When lacerations, bruises, puncture wounds occur, be prepared to provide first aid, but don’t forget that your child’s doctor is there to help. If the wound occurs on the face, is longer than ½ an inch, bleeds heavily and does not clot after ten minutes of pressure, or involves rusty or dirty objects, do not hesitate to call your child’s doctor or local emergency care for immediate assistance. If you have the right gear in hand it always helps, so make a small budget to buy things like knee and elbow braces, cold compresses, etc – because you will need them!
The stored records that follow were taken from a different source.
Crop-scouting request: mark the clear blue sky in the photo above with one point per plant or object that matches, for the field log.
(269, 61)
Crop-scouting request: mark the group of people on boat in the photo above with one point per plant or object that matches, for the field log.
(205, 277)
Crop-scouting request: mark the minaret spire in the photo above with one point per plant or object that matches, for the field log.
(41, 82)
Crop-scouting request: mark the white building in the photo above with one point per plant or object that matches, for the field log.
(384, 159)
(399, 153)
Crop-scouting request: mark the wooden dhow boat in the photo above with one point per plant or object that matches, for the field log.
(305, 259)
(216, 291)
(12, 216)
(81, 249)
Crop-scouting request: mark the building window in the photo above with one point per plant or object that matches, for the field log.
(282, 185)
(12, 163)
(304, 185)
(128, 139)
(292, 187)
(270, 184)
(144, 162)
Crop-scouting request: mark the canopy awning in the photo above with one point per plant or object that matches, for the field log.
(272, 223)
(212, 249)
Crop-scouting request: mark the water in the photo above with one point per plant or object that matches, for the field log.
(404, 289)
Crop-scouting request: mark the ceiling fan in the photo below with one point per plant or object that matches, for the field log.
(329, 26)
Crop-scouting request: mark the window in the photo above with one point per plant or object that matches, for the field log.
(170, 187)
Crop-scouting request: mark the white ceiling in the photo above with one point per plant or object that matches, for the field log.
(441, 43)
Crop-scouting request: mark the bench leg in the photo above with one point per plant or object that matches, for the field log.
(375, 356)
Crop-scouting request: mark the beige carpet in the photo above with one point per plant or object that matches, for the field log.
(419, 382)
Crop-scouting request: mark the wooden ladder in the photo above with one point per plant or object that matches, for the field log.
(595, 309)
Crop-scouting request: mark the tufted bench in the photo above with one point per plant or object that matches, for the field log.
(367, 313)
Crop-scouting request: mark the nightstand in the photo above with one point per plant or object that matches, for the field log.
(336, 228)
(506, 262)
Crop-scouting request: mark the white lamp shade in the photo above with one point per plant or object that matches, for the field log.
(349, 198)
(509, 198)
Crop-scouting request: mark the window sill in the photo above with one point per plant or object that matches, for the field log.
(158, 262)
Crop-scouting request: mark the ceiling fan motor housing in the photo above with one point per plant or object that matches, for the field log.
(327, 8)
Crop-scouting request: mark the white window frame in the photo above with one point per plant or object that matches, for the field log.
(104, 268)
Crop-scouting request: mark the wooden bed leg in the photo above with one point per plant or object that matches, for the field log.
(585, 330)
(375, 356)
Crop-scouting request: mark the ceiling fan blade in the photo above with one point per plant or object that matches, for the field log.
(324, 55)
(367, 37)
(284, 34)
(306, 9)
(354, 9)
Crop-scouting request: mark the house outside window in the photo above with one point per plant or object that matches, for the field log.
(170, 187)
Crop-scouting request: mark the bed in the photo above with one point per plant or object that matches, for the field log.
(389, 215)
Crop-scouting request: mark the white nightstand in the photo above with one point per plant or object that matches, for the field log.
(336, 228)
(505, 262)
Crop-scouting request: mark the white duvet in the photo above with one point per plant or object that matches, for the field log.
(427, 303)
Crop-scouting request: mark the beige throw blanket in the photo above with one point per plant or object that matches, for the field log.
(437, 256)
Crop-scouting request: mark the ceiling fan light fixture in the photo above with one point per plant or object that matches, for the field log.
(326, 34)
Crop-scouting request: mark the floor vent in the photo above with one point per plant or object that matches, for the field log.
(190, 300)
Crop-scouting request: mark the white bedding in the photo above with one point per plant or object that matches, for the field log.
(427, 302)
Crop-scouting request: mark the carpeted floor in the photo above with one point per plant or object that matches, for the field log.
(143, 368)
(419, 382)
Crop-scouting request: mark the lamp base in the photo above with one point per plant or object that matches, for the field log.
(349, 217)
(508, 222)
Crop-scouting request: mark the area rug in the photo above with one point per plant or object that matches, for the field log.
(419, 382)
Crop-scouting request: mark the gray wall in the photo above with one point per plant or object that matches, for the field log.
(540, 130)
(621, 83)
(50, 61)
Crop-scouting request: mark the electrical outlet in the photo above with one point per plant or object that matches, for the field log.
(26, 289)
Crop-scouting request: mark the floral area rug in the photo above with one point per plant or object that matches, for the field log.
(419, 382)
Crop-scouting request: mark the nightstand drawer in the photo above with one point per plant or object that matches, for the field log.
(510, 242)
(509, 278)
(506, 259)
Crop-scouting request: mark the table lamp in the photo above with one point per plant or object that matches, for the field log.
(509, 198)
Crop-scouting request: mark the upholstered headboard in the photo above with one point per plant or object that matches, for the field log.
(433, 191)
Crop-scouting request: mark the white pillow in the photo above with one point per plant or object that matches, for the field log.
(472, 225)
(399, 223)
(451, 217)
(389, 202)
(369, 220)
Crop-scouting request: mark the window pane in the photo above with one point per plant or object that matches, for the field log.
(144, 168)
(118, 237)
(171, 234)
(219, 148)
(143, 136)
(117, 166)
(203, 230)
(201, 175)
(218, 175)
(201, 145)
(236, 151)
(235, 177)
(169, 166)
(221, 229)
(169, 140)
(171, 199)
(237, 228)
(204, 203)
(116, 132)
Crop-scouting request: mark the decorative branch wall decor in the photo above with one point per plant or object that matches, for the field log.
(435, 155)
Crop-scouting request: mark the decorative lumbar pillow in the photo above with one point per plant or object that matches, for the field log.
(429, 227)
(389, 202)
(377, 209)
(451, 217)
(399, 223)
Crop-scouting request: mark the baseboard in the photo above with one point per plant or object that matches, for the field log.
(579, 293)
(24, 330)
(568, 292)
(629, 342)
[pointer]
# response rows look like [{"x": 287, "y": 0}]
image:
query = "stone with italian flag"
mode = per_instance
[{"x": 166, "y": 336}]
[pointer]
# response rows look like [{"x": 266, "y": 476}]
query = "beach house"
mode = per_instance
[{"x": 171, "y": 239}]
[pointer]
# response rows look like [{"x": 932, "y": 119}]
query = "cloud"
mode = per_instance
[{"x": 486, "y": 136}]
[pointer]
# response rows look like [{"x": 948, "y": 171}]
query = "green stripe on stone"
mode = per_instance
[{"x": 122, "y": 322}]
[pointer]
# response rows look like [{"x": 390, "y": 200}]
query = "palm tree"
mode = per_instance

Tip #5: Knowledge About Strains

Soft tissue injuries are common mishaps during childhood. Understanding how to treat sprains and twisted ankles at home can save you a great deal of worry. However, it’s also important that you understand when an injury cannot be treated at home. Torn or strained ligaments and tendons often occur in the ankle, knee, shoulder, and wrist. These are painful injuries that will not respond to icing and elevation in the same way that minor sprains do.

Tip #6: Treating Bites and Stings

This is a part of basic first aid. Treating bites or stings at home can save you a great deal of time and worry, but it’s also important to know when the injury requires professional attention. If it is an animal or human bite, seek attention after cleaning the wound thoroughly. If it is an insect bite, monitor the swelling carefully before deciding whether it requires attention.

Being a parent can be the most exciting experience of your life, filled with many joys and wonderful moments. While it is also sometimes a cause for anxiety, your child’s active lifestyle is the greatest gift you can give. Being prepared to deal with any contingency will ensure that everyone remains happy and healthy. If you arm yourself with knowledge, the bumps and bruises of childhood can be positive learning experiences, and more painful injuries can be dealt with swiftly with a minimum of difficult.